International Journal of Computer Applications |
Foundation of Computer Science (FCS), NY, USA |
Volume 46 - Number 23 |
Year of Publication: 2012 |
Authors: A. S. Galathiya, A. P. Ganatra, C. K. Bhensdadia |
10.5120/7102-9546 |
A. S. Galathiya, A. P. Ganatra, C. K. Bhensdadia . Classification with an improved Decision Tree Algorithm. International Journal of Computer Applications. 46, 23 ( May 2012), 1-6. DOI=10.5120/7102-9546
Data mining is for new pattern to discover. Data mining is having major functionalities: classification, clustering, prediction and association. Classification is done from the root node to the leaf node of the decision tree. Decision tree can handle both continuous and categorical data. The classified output through decision tree is more under stable and accurate. In this research work, Comparison is made between ID3, C4. 5 and C5. 0 and after that Implementation of system is done. The new system gives more accurate and efficient output with less complexity.

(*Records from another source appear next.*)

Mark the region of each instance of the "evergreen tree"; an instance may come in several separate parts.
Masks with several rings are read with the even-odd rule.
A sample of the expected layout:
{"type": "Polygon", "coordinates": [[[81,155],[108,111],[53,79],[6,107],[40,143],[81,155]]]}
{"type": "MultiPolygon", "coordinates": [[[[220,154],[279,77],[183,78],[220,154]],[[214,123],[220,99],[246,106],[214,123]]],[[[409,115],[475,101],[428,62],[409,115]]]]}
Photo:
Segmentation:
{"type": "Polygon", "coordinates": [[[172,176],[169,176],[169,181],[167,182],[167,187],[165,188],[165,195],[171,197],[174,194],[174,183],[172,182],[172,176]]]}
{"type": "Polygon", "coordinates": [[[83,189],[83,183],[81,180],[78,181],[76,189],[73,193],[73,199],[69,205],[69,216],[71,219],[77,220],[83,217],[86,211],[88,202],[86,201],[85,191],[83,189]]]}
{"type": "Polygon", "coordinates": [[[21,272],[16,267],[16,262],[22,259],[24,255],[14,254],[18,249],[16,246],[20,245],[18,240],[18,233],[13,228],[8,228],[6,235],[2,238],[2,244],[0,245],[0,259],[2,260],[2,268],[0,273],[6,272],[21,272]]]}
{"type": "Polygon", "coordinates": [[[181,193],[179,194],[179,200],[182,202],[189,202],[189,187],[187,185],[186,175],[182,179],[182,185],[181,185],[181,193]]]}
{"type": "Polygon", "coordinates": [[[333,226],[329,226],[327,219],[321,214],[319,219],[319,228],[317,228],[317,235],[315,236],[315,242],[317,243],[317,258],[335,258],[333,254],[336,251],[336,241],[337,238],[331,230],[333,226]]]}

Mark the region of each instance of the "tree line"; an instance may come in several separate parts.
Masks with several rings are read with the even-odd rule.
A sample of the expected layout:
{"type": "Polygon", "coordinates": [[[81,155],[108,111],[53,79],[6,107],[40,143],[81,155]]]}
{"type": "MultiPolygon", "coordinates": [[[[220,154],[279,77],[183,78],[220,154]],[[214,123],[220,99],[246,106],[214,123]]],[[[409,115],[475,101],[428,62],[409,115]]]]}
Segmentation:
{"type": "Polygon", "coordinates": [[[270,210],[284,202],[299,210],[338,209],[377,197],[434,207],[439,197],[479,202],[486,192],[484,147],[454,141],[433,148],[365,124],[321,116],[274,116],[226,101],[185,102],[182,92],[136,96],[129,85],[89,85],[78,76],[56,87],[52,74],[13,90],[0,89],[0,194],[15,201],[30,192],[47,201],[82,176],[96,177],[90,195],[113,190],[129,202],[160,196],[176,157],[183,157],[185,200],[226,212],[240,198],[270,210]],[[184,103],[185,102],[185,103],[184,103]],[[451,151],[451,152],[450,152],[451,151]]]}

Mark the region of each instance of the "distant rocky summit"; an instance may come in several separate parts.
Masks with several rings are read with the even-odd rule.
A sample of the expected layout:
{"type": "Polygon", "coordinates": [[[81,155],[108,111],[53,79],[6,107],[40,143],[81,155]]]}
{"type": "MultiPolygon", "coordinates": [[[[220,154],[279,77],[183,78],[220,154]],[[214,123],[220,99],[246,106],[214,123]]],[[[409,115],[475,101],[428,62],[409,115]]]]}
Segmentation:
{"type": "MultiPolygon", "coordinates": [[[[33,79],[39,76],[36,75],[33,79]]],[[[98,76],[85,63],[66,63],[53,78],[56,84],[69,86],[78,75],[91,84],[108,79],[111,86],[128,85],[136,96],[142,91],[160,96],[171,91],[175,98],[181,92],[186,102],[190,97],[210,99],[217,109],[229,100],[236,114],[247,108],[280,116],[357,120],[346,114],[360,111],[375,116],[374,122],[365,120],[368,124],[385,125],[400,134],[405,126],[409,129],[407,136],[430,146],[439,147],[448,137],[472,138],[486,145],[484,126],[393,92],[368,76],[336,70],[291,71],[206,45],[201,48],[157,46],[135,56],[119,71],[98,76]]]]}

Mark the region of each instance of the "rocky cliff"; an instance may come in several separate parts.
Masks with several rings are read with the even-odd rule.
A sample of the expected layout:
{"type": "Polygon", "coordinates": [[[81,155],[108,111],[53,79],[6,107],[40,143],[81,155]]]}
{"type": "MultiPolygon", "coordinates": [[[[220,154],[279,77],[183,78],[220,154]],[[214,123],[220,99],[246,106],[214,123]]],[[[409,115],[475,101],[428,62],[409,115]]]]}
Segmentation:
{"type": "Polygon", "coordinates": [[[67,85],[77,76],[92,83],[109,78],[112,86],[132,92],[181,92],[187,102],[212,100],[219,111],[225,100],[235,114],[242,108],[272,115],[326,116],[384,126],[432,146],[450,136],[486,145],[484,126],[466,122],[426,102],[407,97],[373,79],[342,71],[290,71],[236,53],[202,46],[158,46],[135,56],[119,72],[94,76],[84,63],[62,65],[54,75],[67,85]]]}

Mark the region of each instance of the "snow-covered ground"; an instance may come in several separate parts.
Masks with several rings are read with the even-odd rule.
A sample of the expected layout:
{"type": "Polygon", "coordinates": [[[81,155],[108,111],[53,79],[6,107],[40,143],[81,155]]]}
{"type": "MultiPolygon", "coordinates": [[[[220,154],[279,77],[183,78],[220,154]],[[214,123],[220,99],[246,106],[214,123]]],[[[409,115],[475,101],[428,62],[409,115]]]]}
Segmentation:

The system performs feature selection, cross validation, reduced error pruning and model complexity along with classification. The implemented system supports high accuracy, good speed and low memory usage. The memory used by the system, is low compare to other classifiers as the rules generated by this system is less. The major issues concerning data mining in large databases are efficiency and scalability. While in case of high dimensional data, feature selection is the technique for removing irrelevant data. It reduces the attribute space of a feature set. More reliable estimation of prediction is done by f-fold –cross- validation. The error rate of a classifier produced from all the cases is estimated as the ratio of the total number of errors on the hold-out cases to the total number of cases. By increasing the model complexity, accuracy of the classification is increases. Overfitting is again major problem of decision tree. The system has also facility to do post pruning that is through reduced error pruning technique. Using this proposed system; Accuracy is gained and classification error rate is reduced compare to the existing system.